In 2009 the Information Technology and Innovation Foundation (ITIF) and the Breakthrough Institute collaborated to produce a report titled “Rising Tigers, Sleeping Giant,” which benchmarked the clean energy competitiveness of China, Japan, South Korea, and the United States and emphasized the importance of innovation as a driver of economic competitiveness. This follow-up report examines the competitive economic position of those same four nations in the global clean energy technology sector as of 2015. It focuses on three low-carbon energy generation technologies—solar, wind, and nuclear power—exploring competitiveness in these industries as measured by research, development, and demonstration (RD&D), and new infrastructure deployment. It also discusses policy conclusions for the United States, including reasons why the United States cannot count on current public policies and private incentives to address climate change and remain competitive.
The international energy landscape has changed considerably since 2009. Large stimulus packages following the Great Recession gave way to significant adjustments in public and private RD&D and investment, with austerity measures in the United States and large reallocations in Japan out of the nuclear sector. Japan, a longstanding U.S. rival in cutting-edge technologies, and Korea are both ramping up clean technology RD&D investment and are well-positioned to be at the forefront of new developments. The United States has maintained moderate levels of public investment in clean technology since 2010—levels that are nevertheless lower than the other three countries.
Investment by these erstwhile leaders is taking place in the context of the rising Chinese clean energy sector. Driven by strong domestic demand, low manufacturing costs, and protectionist local content requirements, China’s clean manufacturing output has surged past its competitors in nearly all metrics. Chinese companies top the list of largest solar panel producers and are making significant inroads in wind turbine production. This is not simply because China is a convenient low-cost producer of technologies developed in other nations; the Chinese government now spends more on renewable energy RD&D than any other nation.

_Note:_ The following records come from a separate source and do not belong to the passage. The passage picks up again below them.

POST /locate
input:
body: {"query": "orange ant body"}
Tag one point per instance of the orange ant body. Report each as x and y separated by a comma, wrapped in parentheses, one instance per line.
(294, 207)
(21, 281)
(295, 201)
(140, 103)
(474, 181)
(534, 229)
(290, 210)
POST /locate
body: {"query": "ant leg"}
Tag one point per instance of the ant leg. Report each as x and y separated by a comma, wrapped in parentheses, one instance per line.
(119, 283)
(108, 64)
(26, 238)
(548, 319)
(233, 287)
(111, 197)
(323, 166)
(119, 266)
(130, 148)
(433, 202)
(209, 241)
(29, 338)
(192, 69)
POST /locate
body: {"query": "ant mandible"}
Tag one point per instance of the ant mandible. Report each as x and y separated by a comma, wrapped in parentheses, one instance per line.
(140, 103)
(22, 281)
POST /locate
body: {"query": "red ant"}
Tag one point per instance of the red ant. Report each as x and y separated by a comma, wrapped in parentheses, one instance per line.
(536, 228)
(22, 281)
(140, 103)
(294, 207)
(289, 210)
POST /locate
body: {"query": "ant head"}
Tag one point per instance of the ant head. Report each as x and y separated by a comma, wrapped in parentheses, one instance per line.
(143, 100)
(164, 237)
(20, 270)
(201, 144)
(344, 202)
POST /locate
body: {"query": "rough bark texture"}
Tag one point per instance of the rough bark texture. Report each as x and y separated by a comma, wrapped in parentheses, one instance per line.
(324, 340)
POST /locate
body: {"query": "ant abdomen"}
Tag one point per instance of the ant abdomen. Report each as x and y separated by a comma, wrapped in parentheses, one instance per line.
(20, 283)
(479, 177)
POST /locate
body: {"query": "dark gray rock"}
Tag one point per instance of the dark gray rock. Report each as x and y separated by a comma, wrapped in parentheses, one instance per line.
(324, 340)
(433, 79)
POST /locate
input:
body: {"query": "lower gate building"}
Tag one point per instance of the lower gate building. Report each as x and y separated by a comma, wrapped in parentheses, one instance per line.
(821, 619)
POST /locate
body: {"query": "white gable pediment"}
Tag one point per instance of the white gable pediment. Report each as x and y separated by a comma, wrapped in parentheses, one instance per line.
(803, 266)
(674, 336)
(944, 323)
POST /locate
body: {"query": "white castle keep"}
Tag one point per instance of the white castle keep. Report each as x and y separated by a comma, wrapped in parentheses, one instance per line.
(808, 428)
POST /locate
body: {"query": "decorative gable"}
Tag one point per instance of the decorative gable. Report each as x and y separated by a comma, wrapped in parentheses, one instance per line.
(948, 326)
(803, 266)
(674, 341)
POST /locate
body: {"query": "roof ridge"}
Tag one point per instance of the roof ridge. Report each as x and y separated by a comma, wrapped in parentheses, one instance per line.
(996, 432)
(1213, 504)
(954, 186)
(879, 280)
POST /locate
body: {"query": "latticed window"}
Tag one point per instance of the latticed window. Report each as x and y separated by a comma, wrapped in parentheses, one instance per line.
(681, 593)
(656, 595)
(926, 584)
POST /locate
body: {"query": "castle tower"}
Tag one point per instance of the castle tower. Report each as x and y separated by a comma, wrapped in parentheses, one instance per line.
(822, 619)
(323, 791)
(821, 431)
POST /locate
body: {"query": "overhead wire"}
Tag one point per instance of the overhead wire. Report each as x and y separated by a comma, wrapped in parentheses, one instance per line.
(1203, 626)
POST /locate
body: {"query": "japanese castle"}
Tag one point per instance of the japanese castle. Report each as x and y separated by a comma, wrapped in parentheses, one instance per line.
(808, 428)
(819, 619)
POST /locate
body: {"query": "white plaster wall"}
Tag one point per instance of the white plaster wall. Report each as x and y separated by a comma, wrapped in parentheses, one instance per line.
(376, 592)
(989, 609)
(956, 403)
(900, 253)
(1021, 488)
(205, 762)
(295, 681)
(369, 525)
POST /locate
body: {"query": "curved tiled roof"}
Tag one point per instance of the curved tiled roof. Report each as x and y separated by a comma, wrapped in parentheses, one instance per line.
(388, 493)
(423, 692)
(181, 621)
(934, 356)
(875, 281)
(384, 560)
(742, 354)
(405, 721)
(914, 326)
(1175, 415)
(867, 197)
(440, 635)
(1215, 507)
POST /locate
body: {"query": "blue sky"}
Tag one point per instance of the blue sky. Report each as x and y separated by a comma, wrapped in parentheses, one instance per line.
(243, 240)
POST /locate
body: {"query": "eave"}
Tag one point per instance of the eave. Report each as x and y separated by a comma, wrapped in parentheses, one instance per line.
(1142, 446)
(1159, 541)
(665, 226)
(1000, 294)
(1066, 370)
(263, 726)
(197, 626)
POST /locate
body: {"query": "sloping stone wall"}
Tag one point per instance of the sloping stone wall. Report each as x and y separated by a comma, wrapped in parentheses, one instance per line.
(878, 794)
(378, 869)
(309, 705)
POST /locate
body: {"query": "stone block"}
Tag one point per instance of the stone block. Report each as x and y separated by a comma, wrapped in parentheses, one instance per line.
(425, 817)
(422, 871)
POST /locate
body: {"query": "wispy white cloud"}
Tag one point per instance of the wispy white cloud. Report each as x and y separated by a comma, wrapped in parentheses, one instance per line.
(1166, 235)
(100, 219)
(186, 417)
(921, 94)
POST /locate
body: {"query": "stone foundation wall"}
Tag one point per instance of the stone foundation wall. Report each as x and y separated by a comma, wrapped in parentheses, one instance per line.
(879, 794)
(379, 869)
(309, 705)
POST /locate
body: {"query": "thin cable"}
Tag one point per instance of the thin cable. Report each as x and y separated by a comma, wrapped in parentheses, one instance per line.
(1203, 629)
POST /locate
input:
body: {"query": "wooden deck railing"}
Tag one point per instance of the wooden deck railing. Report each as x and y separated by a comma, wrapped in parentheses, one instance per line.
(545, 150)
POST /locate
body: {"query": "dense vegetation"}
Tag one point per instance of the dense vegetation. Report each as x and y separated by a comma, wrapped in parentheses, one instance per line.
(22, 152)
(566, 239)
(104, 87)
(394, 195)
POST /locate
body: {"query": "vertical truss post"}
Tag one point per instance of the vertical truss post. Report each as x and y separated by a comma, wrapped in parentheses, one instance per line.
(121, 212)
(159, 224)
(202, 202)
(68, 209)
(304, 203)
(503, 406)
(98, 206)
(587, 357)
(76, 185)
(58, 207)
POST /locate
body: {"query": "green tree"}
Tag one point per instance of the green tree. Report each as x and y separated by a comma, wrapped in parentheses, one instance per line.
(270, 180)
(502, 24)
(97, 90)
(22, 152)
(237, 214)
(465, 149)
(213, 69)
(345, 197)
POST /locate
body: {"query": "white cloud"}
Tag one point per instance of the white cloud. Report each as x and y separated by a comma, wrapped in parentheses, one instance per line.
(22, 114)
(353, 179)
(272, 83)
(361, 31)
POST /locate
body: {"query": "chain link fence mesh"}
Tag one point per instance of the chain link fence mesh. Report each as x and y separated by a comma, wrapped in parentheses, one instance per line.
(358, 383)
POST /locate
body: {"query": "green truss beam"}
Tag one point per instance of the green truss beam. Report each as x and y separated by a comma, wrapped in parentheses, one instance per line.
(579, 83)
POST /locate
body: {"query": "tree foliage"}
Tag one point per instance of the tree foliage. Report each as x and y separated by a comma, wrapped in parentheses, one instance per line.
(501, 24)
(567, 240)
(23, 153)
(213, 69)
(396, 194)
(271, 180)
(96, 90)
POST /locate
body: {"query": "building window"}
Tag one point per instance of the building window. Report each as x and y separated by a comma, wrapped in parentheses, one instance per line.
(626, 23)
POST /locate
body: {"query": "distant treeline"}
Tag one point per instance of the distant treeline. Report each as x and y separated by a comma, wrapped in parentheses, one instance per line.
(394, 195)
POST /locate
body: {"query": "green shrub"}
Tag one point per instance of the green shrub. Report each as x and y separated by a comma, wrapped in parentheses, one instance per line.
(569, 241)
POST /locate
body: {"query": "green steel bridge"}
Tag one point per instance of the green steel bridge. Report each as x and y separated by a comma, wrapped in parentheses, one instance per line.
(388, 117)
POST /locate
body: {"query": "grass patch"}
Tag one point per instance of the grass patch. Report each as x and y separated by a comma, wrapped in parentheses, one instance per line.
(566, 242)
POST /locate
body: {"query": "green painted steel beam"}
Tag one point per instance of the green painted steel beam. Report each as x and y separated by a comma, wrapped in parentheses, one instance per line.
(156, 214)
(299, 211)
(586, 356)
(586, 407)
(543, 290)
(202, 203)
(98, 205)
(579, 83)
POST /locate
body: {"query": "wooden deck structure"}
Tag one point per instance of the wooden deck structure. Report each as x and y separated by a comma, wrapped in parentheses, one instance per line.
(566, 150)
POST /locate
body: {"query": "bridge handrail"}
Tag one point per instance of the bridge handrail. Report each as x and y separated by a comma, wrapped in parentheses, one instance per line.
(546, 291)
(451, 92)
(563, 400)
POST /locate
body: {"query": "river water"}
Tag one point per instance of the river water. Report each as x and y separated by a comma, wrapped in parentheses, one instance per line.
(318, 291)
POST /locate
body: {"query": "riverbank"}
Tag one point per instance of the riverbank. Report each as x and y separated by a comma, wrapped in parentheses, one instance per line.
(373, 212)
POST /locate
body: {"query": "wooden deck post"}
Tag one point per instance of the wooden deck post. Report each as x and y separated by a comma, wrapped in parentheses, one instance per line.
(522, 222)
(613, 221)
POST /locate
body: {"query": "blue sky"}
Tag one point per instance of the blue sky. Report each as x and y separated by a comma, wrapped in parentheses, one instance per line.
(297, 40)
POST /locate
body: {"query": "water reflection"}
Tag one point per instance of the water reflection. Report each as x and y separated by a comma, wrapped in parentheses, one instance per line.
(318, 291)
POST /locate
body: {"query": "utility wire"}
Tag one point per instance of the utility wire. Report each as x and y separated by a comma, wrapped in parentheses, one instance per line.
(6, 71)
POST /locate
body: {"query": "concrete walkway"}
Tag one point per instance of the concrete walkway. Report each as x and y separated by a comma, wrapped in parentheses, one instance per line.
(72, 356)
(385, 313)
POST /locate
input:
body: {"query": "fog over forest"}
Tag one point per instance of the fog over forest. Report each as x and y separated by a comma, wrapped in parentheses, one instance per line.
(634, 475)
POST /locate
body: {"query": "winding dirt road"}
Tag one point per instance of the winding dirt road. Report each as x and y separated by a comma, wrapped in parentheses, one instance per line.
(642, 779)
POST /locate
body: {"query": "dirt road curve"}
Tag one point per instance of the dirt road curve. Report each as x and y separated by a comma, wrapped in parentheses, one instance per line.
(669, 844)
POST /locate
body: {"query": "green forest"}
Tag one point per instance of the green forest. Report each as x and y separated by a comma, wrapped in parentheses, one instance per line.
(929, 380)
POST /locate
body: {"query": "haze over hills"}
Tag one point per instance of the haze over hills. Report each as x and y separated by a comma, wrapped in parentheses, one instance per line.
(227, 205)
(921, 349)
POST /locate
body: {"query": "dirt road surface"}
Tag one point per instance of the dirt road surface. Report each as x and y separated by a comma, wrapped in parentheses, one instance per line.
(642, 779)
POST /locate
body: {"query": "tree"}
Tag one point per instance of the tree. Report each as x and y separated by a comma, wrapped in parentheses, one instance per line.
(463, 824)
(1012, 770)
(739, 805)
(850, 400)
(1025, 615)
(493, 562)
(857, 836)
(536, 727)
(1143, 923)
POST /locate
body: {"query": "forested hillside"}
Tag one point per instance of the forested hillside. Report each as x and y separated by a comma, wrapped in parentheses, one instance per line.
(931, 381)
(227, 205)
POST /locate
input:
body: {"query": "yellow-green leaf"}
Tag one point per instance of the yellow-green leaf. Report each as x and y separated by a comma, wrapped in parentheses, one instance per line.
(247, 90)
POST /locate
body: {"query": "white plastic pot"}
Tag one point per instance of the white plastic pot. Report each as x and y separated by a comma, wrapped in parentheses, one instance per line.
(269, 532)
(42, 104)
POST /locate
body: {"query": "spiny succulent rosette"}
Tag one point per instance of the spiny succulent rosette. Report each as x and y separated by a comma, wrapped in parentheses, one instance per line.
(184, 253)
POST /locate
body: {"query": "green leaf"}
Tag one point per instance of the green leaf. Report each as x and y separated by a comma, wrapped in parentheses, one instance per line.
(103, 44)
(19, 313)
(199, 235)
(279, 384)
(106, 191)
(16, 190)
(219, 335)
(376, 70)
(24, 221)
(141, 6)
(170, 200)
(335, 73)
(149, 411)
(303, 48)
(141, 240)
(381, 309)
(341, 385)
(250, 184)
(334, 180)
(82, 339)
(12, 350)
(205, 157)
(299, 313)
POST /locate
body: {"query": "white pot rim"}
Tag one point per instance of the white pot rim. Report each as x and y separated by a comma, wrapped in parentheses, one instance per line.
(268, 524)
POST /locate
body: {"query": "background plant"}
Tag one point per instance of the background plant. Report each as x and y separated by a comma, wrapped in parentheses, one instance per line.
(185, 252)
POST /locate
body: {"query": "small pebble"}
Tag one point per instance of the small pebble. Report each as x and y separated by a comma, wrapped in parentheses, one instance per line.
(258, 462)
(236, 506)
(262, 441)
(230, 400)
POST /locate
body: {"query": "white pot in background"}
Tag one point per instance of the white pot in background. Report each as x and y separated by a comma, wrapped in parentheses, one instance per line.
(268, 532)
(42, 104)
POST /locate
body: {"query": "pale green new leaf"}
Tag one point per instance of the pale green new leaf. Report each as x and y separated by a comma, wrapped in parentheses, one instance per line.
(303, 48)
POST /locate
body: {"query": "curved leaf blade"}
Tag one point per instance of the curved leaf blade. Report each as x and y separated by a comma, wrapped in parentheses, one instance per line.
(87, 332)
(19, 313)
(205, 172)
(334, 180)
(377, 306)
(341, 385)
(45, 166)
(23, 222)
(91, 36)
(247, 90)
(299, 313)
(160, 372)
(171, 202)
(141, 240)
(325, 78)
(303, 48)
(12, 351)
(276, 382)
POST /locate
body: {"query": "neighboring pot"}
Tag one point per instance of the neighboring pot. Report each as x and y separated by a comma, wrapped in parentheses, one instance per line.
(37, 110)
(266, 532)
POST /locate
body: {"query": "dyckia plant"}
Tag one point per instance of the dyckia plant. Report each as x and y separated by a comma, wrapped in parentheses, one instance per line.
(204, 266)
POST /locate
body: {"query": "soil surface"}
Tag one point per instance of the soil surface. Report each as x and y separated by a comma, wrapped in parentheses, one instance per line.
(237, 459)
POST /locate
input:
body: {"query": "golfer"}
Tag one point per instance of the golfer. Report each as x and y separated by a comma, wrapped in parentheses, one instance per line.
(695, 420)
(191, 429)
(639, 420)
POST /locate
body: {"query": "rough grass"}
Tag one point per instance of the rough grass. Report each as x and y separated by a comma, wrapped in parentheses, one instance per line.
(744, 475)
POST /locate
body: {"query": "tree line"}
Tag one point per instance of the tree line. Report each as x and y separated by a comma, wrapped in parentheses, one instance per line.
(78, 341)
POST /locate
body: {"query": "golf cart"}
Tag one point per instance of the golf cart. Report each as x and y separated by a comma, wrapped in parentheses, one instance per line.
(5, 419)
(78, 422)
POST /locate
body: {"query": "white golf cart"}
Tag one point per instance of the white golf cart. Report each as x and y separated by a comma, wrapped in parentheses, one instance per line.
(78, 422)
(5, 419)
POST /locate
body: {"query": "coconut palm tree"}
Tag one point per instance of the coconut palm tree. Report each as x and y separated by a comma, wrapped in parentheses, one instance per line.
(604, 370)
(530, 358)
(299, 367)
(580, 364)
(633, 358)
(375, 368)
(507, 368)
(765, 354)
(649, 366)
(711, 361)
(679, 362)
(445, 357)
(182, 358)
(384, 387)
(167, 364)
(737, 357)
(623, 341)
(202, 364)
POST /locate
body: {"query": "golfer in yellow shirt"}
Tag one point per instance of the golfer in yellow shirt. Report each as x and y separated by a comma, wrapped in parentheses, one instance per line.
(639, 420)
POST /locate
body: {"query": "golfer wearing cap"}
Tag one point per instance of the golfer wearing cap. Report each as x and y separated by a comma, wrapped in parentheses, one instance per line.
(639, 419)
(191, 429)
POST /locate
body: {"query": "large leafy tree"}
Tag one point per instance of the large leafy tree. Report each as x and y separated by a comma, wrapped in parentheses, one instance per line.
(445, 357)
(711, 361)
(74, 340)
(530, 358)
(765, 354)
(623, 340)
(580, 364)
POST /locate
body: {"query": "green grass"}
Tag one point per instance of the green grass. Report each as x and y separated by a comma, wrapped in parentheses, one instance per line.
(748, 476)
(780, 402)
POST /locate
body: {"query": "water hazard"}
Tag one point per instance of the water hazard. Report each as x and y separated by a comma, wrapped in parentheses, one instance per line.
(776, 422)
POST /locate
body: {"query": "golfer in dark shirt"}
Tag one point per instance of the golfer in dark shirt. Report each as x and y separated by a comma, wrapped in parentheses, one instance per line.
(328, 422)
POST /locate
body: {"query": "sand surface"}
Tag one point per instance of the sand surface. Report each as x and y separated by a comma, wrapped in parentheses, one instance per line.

If the United States intends to remain competitive it must eliminate a number of barriers to clean energy investment and adoption. Increased public R&D funding is the best hope to achieve cost reductions that can render clean energy price competitive with fossil fuels. Private markets do not adequately account for knowledge spillovers from new technology and thus undervalue RD&D, nor are they often able to take on the long-term risks necessary to develop breakthrough technologies. Private markets are also shaped by decades of public investment in existing infrastructure and subsidies for fossil fuels. Strengthened public investment is needed to turn the tide toward clean energy and keep the United States competitive in clean energy markets going forward.